1. Introduction Small and medium-sized enterprises (SMEs) have had a continuous increase in their respective countries economic performance (Bacon & Hoque, 2005). In UK, SMEs account for approximately 5 million businesses, employing over 15,000 people (Wapshott & Mallett, 2015: 4-5). Looking at the numbers presented, the conclusion would be that SMEs play a big part in the overall employment and therefore the adoption of HRM in SMEs needs to be carefully considered and kept in mind (Wapshott & Mallett, 2016). Baron (2003) stated that compared with the knowledge gained from MNCs, the human resource management of an SME would differ to a large proportion since most HRM knowledge accumulation focuses on larger organisations (Wapshott & Mallett, 2016). The difference between MNCs and SMEs differs on a number of different levels, including broader practices in MNCs (Cully, Woodland, O’Reilly & Dix, 1999), more sophisticated recruitment in MNCs (Aldrich & Langton, 1997), less training provided in SMEs (Koch & McGrath, 1996), employees relationships and other practices in general (Bacon & Hoque, 2005; Wapshott & Mallett, 2016). As Syed & Kramar (2017) stated, Globalisation has had many implications for international companies in all departments, including HRM.
There is a debate among scholars on which strategy is best when looking at international business, on whether or not localisation or standardisation is better for different contexts and the implications for HRM are considered in this debate as well. There are, however a range of factors that affect much of the HRM practices, including the business models of different nations, strategic capabilities of the companies and cultural and institutional contexts (Sparrow, Brewster & Cho?ng, 2016: 21). These factors are evident for international professionals and relate to the way of doing things, namely business from different contexts, cultures and institutions, pertaining to different geographical places around the globe. Two main differences in doing business comparing different places around the globe are embedded in the culture differences and the ”systems and structures for the management of people” (which can translate in institutions). These two important factors affect IHRM theories and practices all around due to their inclusive nature in explaining the differences between different places – in which institutional factors are the tangible factors, the ones that can be seen and the cultural factors are the intangible, subtle factors, which need careful consideration in order to succeed in International Human Resource Management (Hollinshead, 2010: 23-24).

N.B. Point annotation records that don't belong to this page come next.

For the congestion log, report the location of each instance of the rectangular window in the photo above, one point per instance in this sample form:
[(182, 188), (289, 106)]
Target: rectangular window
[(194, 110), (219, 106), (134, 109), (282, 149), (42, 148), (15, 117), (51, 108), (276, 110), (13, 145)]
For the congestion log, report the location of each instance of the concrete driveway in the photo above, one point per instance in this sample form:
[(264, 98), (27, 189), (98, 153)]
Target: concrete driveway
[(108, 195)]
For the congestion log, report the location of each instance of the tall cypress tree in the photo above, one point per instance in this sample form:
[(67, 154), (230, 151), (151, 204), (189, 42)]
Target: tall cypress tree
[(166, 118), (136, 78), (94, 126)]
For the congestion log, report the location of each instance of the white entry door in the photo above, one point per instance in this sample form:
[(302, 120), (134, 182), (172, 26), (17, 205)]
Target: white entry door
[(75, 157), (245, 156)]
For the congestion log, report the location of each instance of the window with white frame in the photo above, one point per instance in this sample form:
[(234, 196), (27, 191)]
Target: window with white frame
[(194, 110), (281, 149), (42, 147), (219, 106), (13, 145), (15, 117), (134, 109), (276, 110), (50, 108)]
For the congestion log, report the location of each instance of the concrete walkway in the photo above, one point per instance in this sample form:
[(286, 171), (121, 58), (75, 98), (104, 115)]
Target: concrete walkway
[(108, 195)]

2. Cultural and Institutional Factors – Theoretical Review Institutions can be defined in many ways, from Hollinshead (2010: 24) use of the word to define the institution as either ‘an official organisation with an important role in a country’ or ‘an organisation founded for a religious, educational or social purpose’; to authors such as Syed & Kramar (2017: xxvii) who define institutions as collectives of practices, approaches, training systems, legal and political frameworks, the social and economic environment or traditions. All these institutional factors have the potential to influence the HRM across borders and the knowledge of these factors could be a crucial step in successful implementation of International HRM. 2.1 Institutional Factors 2.1.1 The three mechanisms of Institutional Influence The institutions of a society have a great deal of influence on the way of doing business and therefore on its companies operating within and HRM in companies is also influenced by institutions in terms of three mechanisms: Coercive, Mimetic and Normative (Syed & Kramar, 2017: 11). The three mechanisms are also part of the wider debate of localisation vs standardisation, except that in this case, HRM practices in international companies are defined by which pressure is stronger, the one for internal consistency among HRM practices for internal consistency or local isomorphism (Rosenzweig & Nohria, 1994).
The coercive mechanism is where the institutional influence has a great deal of power on forcing the rules, norms and expectations on companies (including on HRM on international companies) (Syed & Kramar, 2017: 11). More specifically the coercive mechanism or isomorphism (as it is defined by some authors) happens where the institutional element has the power through politics, legality or regulations and ‘imposes specific patterns to a company’ (Rovai, 2008). The mimetic mechanism is the strategy of battling uncertainty in a host market by effectively mimicking another company’s structure or practices because the latter company is viewed as more successful (Syed & Kramar, 2017: 11). More specifically when the institutional factors are undefined, companies tend to adopt the patterns that successful firms show in the local context (Rovai, 2008: 183). The normative mechanism is when a company tends to adopt the standards or practices defined as successful by a profession or industry (Syed & Kramar, 2017: 11). More specifically when companies are implementing company-wide patterns which are appropriate in terms with the respective profession or industry (Rovai, 2008: 183) which in IHRM could mean, for example, patterns stated by CIPD (CIPD, 2017).